The Furious Era (LP/CD, 1979-1987, Area Pirata 2017)
Per avere un accenno di discografia completa dei CCM abbiamo aspettato il volgere di strani eoni, abbiamo visto la morte morire e tante altre amenità che non hanno nome poiché un nome non devono avere. Posso dire in tutta onestà che son contento sia andata così: la ricerca dei loro reperti mi ha condotto verso canali sotterranei fatti di scambio di cassette e opinioni. Non partecipando per molto tempo alla giostra di ristampe Punk Hardcore anni ’80, che includevano anche nomi molto meno altisonanti del loro, i CCM hanno accresciuto il loro mito, quell’aura di mistero che va al di là del concetto di “mito” e si pone più tra i gioielli nascosti dal tempo e la scoperta dell’ignoto. Questo ha reso insostenibili le spese per gli originali (guardate a che cifre è arrivato il primo singolo datato 1981 e preparatevi a svenire) ma, allo stesso tempo, ha nutrito il culto del gruppo forse ponendolo anche al di sopra di gruppi che, a suo tempo, godevano di una maggiore notorietà (e quindi forse nel posto che si meritavano sin dall’inizio). Quando è uscita questa raccolta, tanto per dire, la sua prima tiratura si è esaurita in poche settimane: in molti fremevano per poter mettere le mani su una testimonianza riconosciuta della loro grandiosità e poterne godere a giornate intere.
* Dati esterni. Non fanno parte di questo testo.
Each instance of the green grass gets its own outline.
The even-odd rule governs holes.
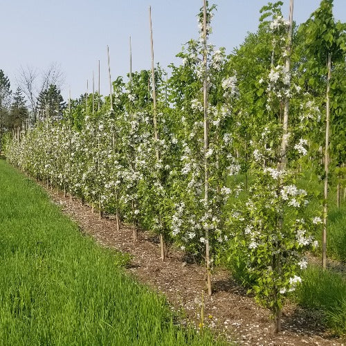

Ho scritto questa lunghissima retrospettiva sui CCM perché mi sembrava un atto dovuto nei confronti di uno dei miei gruppi preferiti di sempre; preferiti per approccio, suono, filosofia e vissuto. Sarebbe stato impensabile per me, tuttavia, scriverla senza l’apporto di due libri bellissimi: Antonio Cecchi – No More Pain (2017, Area Pirata) e Dome la Muerte/Pablito El Drito – Dalla Parte Del Torto (2020, Agenzia X). Due testi (e in particolar modo il primo di Cecchi, considerato che l’autore è, insieme al cantante Syd, rimasto nel gruppo dall’inizio fino alla fine e che proprio su questa esperienza l’intero libro si sviluppa) che riescono perfettamente a contestualizzare e a dare una chiave di lettura necessaria ai CCM: un gruppo di persone cresciute in un luogo e in un contesto che ha permesso loro di sviluppare un’ idea del tutto unica di Punk Rock e di dar vita ad altri contesti e situazioni che qui, a Pisa e provincia, son tutt’ora in piedi.